Paper No. 5
Presentation Time: 9:00 AM
PROTEROZOIC ULTRAMAFIC ROCKS IN SOUTHWESTERN NORTH AMERICA: DISTINGUISHING OPHIOLITES FROM ARC CUMULATES
Small ultramafic bodies occur throughout Proterozoic orogens of southwestern North America. The possibility that these rocks are parts of ophiolites has prompted the suggestion that they might be used to mark crustal sutures; however, styles and inferred tectonic significance of the peridotites varies considerably. In the Grand Canyon, ultramafic bodies are spatially associated with the Briad suture zone, bounding the Mojave province to the northeast and the Yavapai province to the southwest.
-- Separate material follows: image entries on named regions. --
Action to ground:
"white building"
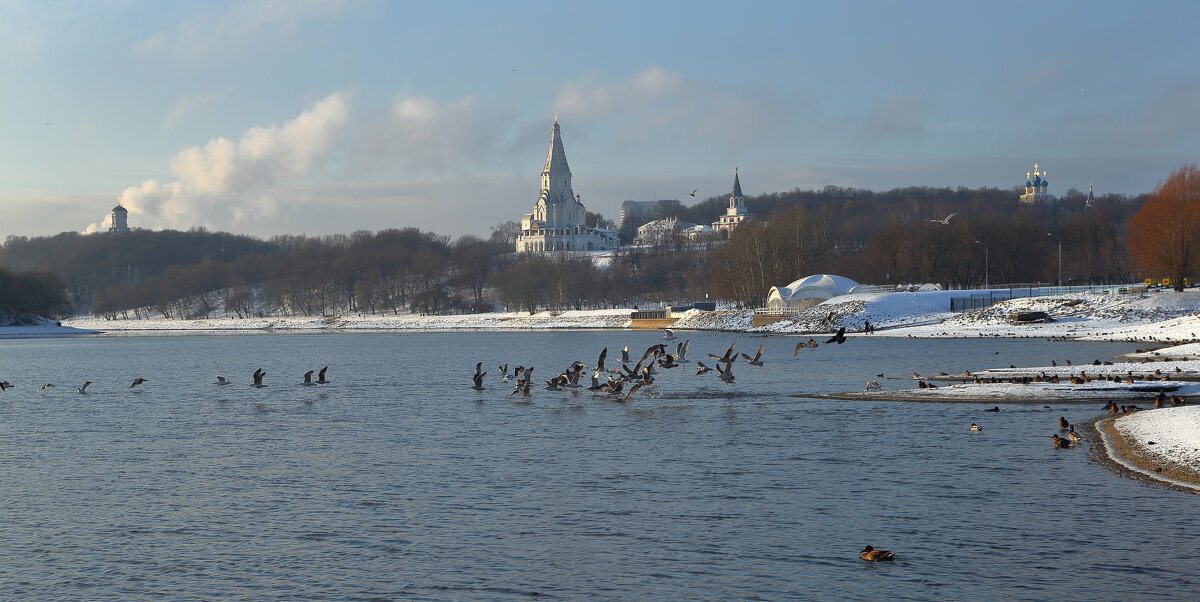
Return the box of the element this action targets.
[767,273,875,311]
[634,217,707,245]
[1021,163,1054,204]
[516,118,620,253]
[108,203,130,231]
[713,168,750,239]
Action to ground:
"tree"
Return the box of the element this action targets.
[1129,163,1200,290]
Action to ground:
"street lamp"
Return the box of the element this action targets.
[1046,231,1062,287]
[976,240,991,289]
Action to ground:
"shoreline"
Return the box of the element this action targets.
[1084,410,1200,494]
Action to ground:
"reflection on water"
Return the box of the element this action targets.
[0,331,1200,600]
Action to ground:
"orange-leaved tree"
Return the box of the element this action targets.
[1129,163,1200,290]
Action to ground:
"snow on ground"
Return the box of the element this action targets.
[1112,405,1200,482]
[0,324,96,338]
[671,309,754,330]
[67,309,630,335]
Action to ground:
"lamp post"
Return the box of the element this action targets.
[976,240,991,289]
[1046,231,1062,287]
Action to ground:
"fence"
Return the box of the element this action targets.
[950,284,1146,312]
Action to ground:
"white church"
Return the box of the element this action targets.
[516,116,620,253]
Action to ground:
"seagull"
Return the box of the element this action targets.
[742,344,762,367]
[250,368,266,389]
[470,362,487,391]
[716,360,733,385]
[708,341,738,362]
[826,326,846,345]
[926,211,959,225]
[792,338,817,357]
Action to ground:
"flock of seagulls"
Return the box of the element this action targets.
[470,329,792,402]
[0,366,331,395]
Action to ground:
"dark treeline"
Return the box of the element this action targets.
[0,186,1144,318]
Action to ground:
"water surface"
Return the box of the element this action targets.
[0,331,1200,600]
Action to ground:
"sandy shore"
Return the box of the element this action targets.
[1085,410,1200,494]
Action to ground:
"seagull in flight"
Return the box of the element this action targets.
[250,368,266,389]
[926,211,959,225]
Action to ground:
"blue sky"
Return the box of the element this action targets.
[0,0,1200,236]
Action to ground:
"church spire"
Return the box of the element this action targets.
[541,115,575,203]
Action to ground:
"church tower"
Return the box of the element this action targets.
[108,200,130,231]
[1021,163,1054,204]
[516,115,619,253]
[713,168,750,239]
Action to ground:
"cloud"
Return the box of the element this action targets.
[355,95,512,173]
[554,66,684,119]
[863,94,929,138]
[133,0,349,59]
[102,92,348,231]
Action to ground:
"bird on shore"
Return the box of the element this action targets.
[742,344,762,367]
[792,338,817,357]
[470,362,487,391]
[926,211,959,225]
[250,368,266,389]
[826,326,846,345]
[858,546,896,562]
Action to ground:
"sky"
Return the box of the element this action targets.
[0,0,1200,237]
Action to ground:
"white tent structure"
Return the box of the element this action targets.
[767,273,860,312]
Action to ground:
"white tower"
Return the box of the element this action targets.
[108,200,130,231]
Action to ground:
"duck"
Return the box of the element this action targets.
[858,546,896,562]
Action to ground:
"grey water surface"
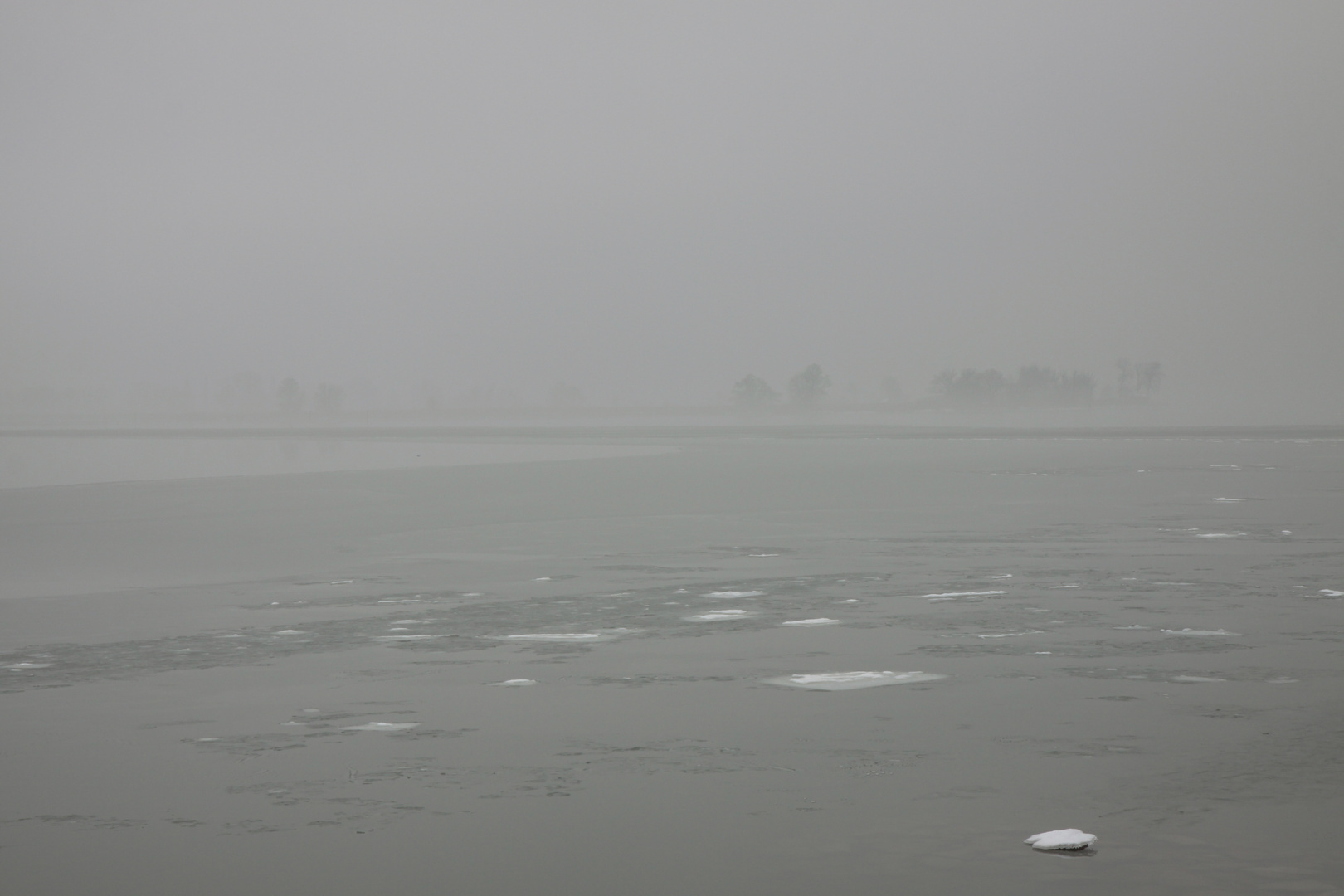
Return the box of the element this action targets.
[0,430,1344,896]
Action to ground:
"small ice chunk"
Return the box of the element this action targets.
[1023,827,1097,849]
[919,591,1008,598]
[687,610,752,622]
[341,722,419,731]
[765,672,947,690]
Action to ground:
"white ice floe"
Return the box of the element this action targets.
[687,610,755,622]
[919,591,1008,598]
[503,631,602,640]
[1023,827,1097,849]
[341,722,419,731]
[765,672,947,690]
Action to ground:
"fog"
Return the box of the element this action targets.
[0,0,1344,421]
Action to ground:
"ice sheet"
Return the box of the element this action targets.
[1023,827,1097,849]
[765,672,947,690]
[341,722,419,731]
[687,610,752,622]
[921,591,1008,598]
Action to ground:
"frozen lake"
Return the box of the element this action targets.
[0,430,1344,896]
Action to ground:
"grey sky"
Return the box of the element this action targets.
[0,0,1344,419]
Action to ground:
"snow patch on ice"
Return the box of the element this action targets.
[765,672,947,690]
[341,722,419,731]
[919,591,1008,598]
[1023,827,1097,849]
[687,610,755,622]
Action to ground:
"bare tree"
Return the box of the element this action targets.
[733,373,780,410]
[789,364,830,407]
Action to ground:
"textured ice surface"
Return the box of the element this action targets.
[504,631,602,640]
[921,591,1008,598]
[687,610,752,622]
[1023,827,1097,849]
[765,672,947,690]
[341,722,419,731]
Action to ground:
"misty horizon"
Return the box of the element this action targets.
[0,2,1344,421]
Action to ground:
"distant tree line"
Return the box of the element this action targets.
[928,358,1162,407]
[733,364,830,410]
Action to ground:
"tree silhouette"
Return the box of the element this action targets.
[275,376,308,415]
[789,364,830,407]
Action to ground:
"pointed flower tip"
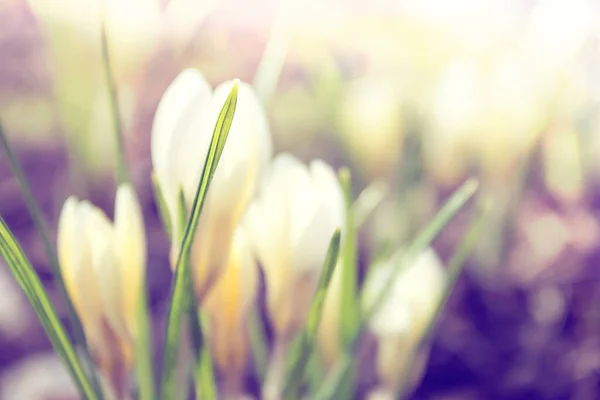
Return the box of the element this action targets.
[338,167,350,182]
[465,178,479,194]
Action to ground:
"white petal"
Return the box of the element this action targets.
[365,249,445,337]
[151,69,211,238]
[70,201,104,351]
[83,202,127,338]
[57,196,81,301]
[292,161,344,274]
[114,184,146,337]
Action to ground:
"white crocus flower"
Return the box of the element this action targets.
[245,154,344,340]
[152,69,272,297]
[202,226,259,396]
[58,184,146,394]
[364,249,446,390]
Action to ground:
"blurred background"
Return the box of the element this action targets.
[0,0,600,400]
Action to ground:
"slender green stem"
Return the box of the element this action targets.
[135,279,156,400]
[395,201,490,400]
[339,168,359,343]
[315,180,477,400]
[283,229,341,399]
[0,218,102,400]
[364,179,478,320]
[191,309,218,400]
[160,80,239,399]
[100,10,129,185]
[249,309,269,384]
[0,123,101,393]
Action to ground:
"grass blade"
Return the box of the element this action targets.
[100,10,129,185]
[364,179,478,320]
[160,80,239,399]
[135,279,156,400]
[191,310,218,400]
[177,187,217,399]
[248,308,269,386]
[283,229,341,399]
[315,179,478,400]
[0,123,101,393]
[0,218,102,400]
[395,201,490,399]
[339,168,359,343]
[339,168,360,398]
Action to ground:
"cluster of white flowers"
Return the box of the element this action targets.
[58,69,443,396]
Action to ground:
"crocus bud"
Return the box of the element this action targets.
[58,184,146,394]
[364,249,445,390]
[202,227,258,395]
[245,154,344,340]
[152,69,272,297]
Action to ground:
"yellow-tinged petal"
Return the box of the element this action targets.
[203,227,258,379]
[114,184,146,338]
[244,153,344,336]
[57,196,81,307]
[58,202,105,353]
[82,202,127,339]
[151,69,212,250]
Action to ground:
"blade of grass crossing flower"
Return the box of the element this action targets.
[100,9,129,184]
[160,80,239,399]
[339,168,360,397]
[339,168,359,345]
[283,229,341,399]
[364,179,478,320]
[315,180,478,400]
[194,310,218,400]
[178,187,217,399]
[395,201,490,399]
[0,123,101,393]
[0,218,102,400]
[152,173,172,240]
[352,180,390,229]
[248,308,269,385]
[313,352,354,400]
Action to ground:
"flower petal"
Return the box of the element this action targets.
[114,184,146,337]
[365,249,445,338]
[81,202,127,338]
[151,69,211,241]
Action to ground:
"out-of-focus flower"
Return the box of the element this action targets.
[523,0,600,82]
[28,0,160,176]
[364,249,445,390]
[338,78,404,175]
[0,354,79,400]
[58,184,146,394]
[425,51,556,183]
[542,126,585,202]
[423,58,484,183]
[202,226,258,391]
[29,0,161,81]
[245,154,344,341]
[152,69,272,297]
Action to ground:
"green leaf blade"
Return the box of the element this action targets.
[160,80,239,399]
[283,229,341,399]
[0,123,102,393]
[0,218,102,400]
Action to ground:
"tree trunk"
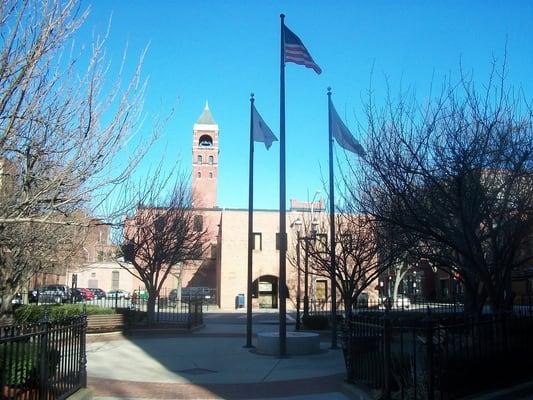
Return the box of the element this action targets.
[146,291,157,326]
[0,290,15,322]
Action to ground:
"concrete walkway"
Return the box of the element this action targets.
[87,312,364,400]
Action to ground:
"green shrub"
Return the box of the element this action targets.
[0,342,61,387]
[118,308,148,327]
[302,315,329,331]
[15,304,115,324]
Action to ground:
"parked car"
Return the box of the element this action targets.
[89,288,106,299]
[106,289,130,300]
[181,286,212,301]
[168,289,178,302]
[39,285,72,303]
[131,289,148,303]
[356,292,369,308]
[28,289,39,303]
[394,294,411,308]
[0,293,22,306]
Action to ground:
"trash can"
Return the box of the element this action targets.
[235,293,244,308]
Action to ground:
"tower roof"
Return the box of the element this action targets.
[196,100,217,125]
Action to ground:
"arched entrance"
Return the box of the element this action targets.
[252,275,278,308]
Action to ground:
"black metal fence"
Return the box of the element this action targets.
[309,296,533,317]
[13,290,206,327]
[0,316,87,400]
[343,309,533,399]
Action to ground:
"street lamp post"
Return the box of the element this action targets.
[304,237,309,318]
[293,218,302,331]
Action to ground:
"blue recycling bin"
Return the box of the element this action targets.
[235,293,244,308]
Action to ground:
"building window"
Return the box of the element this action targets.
[276,232,287,250]
[315,233,328,251]
[198,135,213,147]
[193,215,204,232]
[315,279,328,302]
[341,233,352,253]
[111,271,120,290]
[252,232,263,251]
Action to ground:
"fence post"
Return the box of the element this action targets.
[39,308,50,400]
[80,312,87,388]
[426,306,435,400]
[383,307,392,400]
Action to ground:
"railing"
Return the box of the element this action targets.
[10,291,207,327]
[309,296,533,316]
[0,316,87,400]
[343,311,533,400]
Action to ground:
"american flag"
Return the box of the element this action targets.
[283,26,322,74]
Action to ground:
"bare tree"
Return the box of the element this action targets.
[0,0,156,312]
[346,64,533,313]
[117,178,207,323]
[309,214,394,317]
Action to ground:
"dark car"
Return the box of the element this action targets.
[181,286,214,301]
[39,285,72,303]
[89,288,105,299]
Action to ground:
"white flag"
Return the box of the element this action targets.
[331,102,366,157]
[252,106,278,150]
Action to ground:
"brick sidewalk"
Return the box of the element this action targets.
[88,375,351,400]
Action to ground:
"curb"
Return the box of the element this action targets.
[67,388,94,400]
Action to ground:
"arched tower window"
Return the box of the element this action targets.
[198,135,213,147]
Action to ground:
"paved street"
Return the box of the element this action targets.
[87,310,362,400]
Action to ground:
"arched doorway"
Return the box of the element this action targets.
[252,275,278,308]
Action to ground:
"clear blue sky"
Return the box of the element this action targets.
[77,0,533,209]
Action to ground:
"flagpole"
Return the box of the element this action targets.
[328,87,338,349]
[244,93,254,348]
[278,14,287,357]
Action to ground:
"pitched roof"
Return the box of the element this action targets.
[196,101,217,125]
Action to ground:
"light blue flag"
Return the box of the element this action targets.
[331,102,366,157]
[252,106,278,150]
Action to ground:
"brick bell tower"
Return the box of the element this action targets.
[192,101,218,208]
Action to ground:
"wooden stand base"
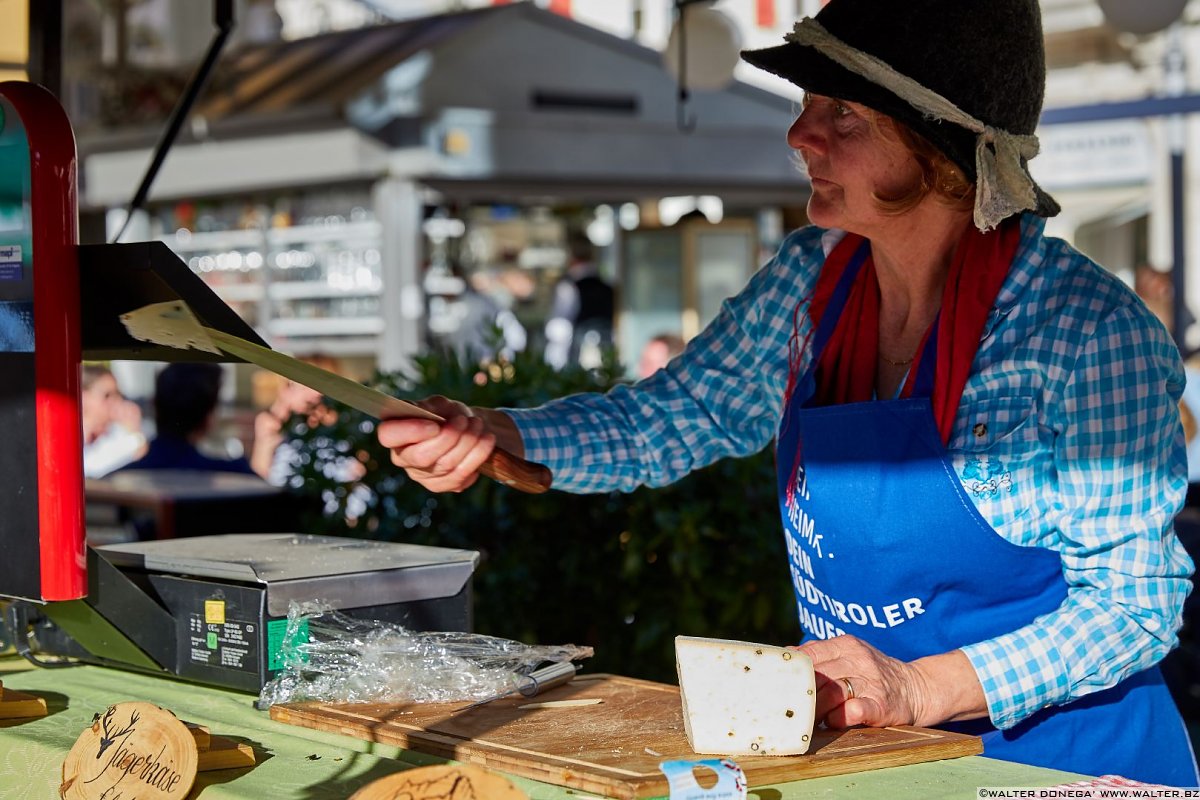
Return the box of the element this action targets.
[0,684,46,720]
[185,722,256,772]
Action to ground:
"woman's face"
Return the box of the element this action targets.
[80,375,121,440]
[787,95,920,237]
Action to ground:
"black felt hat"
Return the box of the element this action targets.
[742,0,1060,217]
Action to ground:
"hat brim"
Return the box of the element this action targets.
[742,42,1060,217]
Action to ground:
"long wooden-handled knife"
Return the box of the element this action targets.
[121,300,551,494]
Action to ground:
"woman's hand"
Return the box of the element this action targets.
[377,396,524,492]
[793,636,988,728]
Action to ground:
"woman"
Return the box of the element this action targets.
[379,0,1198,786]
[79,363,146,477]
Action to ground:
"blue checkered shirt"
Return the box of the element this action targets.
[506,215,1193,728]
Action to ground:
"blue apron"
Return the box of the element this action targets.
[778,245,1200,786]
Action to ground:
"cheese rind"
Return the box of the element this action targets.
[676,636,817,756]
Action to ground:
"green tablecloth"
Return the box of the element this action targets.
[0,656,1080,800]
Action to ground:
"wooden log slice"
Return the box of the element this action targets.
[59,703,198,800]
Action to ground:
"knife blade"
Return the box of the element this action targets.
[454,661,580,714]
[121,301,552,494]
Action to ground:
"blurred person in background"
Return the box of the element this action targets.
[545,229,614,369]
[122,362,254,475]
[637,333,684,378]
[250,354,371,521]
[79,363,146,477]
[377,0,1200,786]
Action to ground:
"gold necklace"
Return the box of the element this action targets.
[880,353,917,367]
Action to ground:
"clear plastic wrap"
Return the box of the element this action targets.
[257,602,592,709]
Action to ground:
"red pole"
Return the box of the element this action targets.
[0,82,88,601]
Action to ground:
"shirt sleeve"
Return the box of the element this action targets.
[503,231,815,493]
[962,303,1193,729]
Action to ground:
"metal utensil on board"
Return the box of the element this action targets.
[455,661,578,714]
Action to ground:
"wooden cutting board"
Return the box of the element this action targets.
[270,675,983,800]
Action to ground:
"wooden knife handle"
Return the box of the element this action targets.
[479,447,553,494]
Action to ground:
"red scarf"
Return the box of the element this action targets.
[809,217,1021,444]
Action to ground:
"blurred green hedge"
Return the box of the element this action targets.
[288,351,799,681]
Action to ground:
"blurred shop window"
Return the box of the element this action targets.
[618,207,760,377]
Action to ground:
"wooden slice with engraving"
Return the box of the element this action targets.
[350,764,529,800]
[59,703,198,800]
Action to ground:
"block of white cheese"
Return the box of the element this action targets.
[676,636,817,756]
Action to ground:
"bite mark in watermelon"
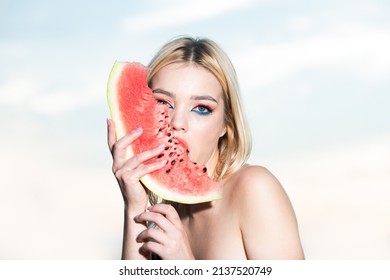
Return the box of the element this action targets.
[107,61,220,204]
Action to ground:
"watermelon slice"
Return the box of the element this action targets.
[107,61,220,204]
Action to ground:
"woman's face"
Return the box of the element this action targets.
[152,63,226,168]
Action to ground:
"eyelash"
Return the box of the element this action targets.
[157,100,213,116]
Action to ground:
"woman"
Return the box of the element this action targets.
[108,37,304,259]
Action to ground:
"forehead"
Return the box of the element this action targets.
[152,63,222,98]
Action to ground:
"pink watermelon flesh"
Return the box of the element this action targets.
[107,62,220,204]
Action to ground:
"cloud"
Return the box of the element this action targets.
[0,78,105,115]
[232,24,390,90]
[262,134,390,259]
[122,0,255,32]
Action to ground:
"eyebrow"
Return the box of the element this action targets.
[153,88,218,104]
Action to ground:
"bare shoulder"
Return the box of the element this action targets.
[225,166,303,259]
[226,165,285,200]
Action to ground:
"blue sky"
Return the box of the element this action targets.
[0,0,390,258]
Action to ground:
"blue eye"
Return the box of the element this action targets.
[192,105,212,115]
[157,100,173,110]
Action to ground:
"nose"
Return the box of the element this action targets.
[170,108,188,132]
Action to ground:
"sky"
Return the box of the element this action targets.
[0,0,390,259]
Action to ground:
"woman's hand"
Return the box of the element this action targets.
[134,204,194,260]
[107,120,166,213]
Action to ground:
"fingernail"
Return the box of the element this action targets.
[157,143,165,150]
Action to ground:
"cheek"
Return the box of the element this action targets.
[187,118,223,164]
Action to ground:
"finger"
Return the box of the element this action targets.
[141,241,165,257]
[107,119,116,151]
[134,212,173,232]
[112,127,142,154]
[136,228,167,244]
[148,203,182,226]
[119,160,168,184]
[114,144,166,177]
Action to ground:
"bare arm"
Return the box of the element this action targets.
[239,167,304,259]
[107,120,166,259]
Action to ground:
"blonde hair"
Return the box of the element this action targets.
[148,37,252,180]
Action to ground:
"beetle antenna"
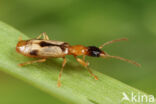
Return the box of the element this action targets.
[100,54,141,67]
[99,38,128,49]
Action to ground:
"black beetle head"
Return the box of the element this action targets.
[88,46,104,57]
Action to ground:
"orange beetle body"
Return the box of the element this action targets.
[16,33,140,87]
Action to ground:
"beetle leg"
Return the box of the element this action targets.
[36,32,49,40]
[75,57,98,80]
[57,57,67,87]
[19,59,46,66]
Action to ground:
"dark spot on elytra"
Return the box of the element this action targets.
[88,46,103,57]
[39,41,55,47]
[30,50,38,56]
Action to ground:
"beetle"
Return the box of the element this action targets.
[16,32,140,87]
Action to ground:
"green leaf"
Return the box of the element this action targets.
[0,22,154,104]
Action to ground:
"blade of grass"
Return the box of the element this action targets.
[0,22,155,104]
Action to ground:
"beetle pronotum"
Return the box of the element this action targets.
[16,32,140,87]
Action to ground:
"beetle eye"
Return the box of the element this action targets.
[88,46,103,57]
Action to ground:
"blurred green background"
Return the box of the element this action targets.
[0,0,156,104]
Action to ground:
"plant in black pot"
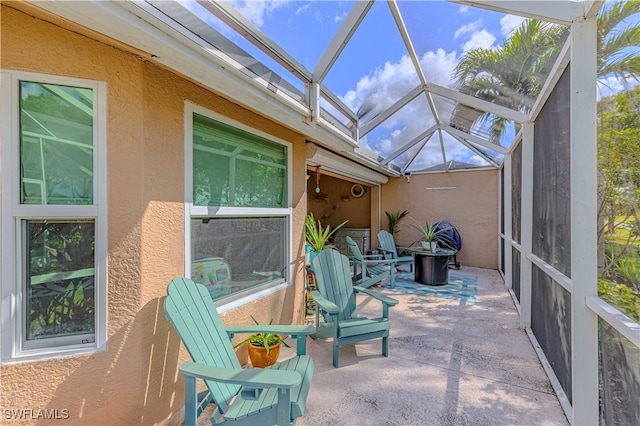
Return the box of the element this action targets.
[411,218,453,253]
[233,315,290,368]
[304,213,349,253]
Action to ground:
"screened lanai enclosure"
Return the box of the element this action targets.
[22,0,640,424]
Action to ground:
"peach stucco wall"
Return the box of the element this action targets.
[307,174,371,228]
[0,2,306,425]
[382,170,498,269]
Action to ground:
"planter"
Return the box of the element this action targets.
[420,241,438,253]
[247,336,282,368]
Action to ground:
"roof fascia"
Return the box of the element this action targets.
[447,0,585,25]
[197,0,311,83]
[30,0,370,160]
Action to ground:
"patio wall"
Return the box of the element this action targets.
[307,175,372,228]
[382,170,498,269]
[0,2,306,424]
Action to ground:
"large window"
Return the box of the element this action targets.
[186,104,291,305]
[2,73,106,362]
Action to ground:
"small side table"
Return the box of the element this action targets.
[410,248,457,285]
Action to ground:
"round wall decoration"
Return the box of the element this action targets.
[351,183,367,198]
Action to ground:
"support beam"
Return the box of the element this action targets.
[506,122,534,328]
[570,16,599,425]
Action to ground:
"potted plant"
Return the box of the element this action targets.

All identified ultramafic bodies in the Grand Canyon are in tectonic contact with surrounding supracrustal rocks, are ultramafic throughout (no interlayering of intermediate or felsic rocks), have primary mineral assemblages including olivine, opx, magnetite, and/or cpx, and are interpreted to be ophiolite fragments. In contrast, many of the ultramafic bodies in the Park Range of northern Colorado, where the Archean Cheyenne belt/Proterozoic suture and the suture between the Proterozoic Green Mountain and Rawah blocks have been proposed, are intimately associated with intermediate to felsic rocks, and appear to be cumulate layers in mafic and felsic layered intrusions. The gabbro of Elkhorn Mountain is mostly porphyritic gabbro with large pyroxene phenocrysts. The peridotites that occur within it are cumulate layers in the gabbro, in some cases associated with tonalitic to granodioritic material. Intermingled gabbros and Seven Lakes granodiorite yield similar zircon ages in a complex that extends south to the Lester/Farwell Mountains suture zones (Foster et al., 1999; Tyson et al., in press), which juxtaposes the Green Mountain and Rawah Paleoproterozoic arcs. In the Three Island Lake region, near Mica Lake, and near Fish Creek Reservoir, ultramafic rocks are cumulate layers in a layered bimodal plutonic complex. The bimodal complexes may represent magmatism in an extensional setting, in some cases within arc complexes. An ultramafic exposure north of Republic Creek that is in close proximity to exposures of marble, chert, and deposits of copper and molybdenum could represent a mélange terrane marking the Green Mountain/Rawah arc suture. The ability to distinguish ophiolites from arc cumulates using combined field context, lithologic associations, and geochemical data, provides a powerful tool for understanding the accretionary history of the Southwest.